The Pentax K-S1 follows in the wake of cameras like the K-5 IIs and Nikon D810 by not including an optical low pass filter. These are fitted to most cameras to eliminate the problem of moiré. If you’ve ever seen someone on television wearing a pinstripe shirt, chances are strange wavy coloured bands (moiré) may appear across it.

This effect is produced when repetitive detail patterns are too fine for an image sensor’s pixel array to capture accurately. Fitting an optical low pass filter in front of the sensor guards against the phenomena by blurring an image ever so slightly, but just enough to take the edge off fine patterns and eliminate moiré. Trouble is, the filter blurs every single shot, yet most scenes you snap are unlikely to feature moiré-inducing patterns.

Nowadays larger, high-megapixel sensors are less susceptible to moiré, hence the potential to capture more detail by removing the optical low pass filter outweighs the rare instances where moiré may be visible. In reality, the extra detail benefits are very subtle and you’ll probably need to shoot using a tripod, low ISO sensitivity and a high quality lens set at its optimal aperture to see a difference.

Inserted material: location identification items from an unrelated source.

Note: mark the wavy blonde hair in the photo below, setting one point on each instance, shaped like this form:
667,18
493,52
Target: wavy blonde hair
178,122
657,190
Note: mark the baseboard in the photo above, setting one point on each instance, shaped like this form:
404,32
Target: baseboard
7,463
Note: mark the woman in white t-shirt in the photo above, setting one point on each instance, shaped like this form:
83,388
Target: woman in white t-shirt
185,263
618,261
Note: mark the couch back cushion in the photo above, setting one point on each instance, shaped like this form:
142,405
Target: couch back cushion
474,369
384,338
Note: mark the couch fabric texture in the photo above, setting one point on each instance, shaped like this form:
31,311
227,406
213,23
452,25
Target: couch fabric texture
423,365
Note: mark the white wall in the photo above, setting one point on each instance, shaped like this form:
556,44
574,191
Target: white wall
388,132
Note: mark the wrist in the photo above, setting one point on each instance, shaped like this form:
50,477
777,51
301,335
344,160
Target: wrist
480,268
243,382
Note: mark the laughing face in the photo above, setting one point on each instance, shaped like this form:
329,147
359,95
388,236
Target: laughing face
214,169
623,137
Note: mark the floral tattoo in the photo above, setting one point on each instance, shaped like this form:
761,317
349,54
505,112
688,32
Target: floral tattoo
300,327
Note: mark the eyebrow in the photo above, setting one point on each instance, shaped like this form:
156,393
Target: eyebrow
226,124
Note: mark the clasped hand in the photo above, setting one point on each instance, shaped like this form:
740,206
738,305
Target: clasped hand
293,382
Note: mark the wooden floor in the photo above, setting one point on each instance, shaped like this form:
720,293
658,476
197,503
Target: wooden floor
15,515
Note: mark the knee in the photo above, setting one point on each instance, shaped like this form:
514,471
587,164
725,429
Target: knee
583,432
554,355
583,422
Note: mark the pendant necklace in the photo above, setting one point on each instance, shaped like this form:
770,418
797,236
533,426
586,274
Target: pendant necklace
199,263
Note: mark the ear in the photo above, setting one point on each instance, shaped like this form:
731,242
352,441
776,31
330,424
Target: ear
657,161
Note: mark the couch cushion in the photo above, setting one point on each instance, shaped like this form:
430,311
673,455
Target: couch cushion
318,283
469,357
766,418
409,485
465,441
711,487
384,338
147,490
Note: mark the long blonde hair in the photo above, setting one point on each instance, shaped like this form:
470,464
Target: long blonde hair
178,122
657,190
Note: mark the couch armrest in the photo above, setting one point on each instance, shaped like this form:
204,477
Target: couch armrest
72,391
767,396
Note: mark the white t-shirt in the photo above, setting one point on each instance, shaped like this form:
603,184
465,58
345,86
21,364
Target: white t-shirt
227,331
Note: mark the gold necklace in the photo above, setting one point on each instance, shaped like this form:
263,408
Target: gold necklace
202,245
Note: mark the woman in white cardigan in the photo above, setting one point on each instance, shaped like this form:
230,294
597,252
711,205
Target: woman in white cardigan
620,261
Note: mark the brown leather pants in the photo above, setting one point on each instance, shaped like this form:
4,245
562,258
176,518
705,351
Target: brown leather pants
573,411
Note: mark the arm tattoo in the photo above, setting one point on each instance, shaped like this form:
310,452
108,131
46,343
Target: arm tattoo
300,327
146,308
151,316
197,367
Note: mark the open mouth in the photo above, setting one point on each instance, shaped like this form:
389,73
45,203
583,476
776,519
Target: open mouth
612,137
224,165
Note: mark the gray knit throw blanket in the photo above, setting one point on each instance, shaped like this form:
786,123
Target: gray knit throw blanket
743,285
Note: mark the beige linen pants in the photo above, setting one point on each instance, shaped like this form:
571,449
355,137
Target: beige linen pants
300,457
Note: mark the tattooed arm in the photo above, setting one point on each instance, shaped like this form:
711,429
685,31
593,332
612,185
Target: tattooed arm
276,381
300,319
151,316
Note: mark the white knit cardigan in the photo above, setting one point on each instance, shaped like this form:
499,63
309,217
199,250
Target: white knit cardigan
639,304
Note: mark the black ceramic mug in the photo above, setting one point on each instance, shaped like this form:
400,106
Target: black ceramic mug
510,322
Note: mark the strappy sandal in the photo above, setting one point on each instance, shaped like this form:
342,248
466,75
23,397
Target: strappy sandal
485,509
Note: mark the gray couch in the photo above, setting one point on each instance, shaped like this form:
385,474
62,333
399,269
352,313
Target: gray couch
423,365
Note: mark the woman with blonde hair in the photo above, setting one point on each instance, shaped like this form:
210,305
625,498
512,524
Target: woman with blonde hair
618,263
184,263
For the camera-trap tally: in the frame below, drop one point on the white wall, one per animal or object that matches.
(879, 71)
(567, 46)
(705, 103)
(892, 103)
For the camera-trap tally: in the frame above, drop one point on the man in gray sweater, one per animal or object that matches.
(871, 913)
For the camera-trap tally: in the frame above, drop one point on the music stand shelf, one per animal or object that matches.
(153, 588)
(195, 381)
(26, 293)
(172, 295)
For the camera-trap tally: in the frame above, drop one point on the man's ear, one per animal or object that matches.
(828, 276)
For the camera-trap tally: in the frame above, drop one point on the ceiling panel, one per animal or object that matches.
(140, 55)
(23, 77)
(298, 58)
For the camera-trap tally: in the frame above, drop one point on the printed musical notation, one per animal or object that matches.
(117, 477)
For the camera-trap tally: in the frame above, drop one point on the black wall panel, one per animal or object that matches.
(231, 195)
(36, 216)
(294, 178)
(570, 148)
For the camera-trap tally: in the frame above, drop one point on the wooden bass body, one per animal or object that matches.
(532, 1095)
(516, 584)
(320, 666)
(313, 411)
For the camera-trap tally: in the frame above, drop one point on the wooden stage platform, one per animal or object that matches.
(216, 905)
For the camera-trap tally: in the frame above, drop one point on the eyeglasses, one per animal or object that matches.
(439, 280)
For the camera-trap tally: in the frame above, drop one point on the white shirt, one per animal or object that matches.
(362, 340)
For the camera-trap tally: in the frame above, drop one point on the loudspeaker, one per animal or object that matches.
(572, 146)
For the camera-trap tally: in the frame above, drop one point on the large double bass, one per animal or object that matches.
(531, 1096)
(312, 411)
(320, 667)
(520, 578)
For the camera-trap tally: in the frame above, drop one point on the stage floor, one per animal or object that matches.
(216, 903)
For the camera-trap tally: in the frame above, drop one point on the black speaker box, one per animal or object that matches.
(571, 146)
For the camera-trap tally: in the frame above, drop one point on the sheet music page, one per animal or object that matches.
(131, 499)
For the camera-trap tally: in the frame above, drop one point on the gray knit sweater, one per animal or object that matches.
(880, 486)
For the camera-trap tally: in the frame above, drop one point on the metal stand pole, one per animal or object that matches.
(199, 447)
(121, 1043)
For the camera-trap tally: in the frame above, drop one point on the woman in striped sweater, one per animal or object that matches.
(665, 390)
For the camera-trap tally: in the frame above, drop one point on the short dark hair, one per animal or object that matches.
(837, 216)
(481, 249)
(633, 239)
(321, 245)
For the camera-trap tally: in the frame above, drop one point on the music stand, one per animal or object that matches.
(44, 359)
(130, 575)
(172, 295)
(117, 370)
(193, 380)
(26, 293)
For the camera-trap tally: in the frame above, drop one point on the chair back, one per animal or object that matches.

But on the flip side, any problems with moiré are so uncommon you’re only likely to encounter them when shooting resolution test charts in a studio environment. If you do ever spot some interference in the real world, the K-S1 has a simulated optical low pass simulator. This works using the sensor’s Shake Reduction mechanics, which minutely vibrate the sensor to create the same level of blur as a conventional optical low pass filter provides. But the beauty of this system is you can choose when to use it.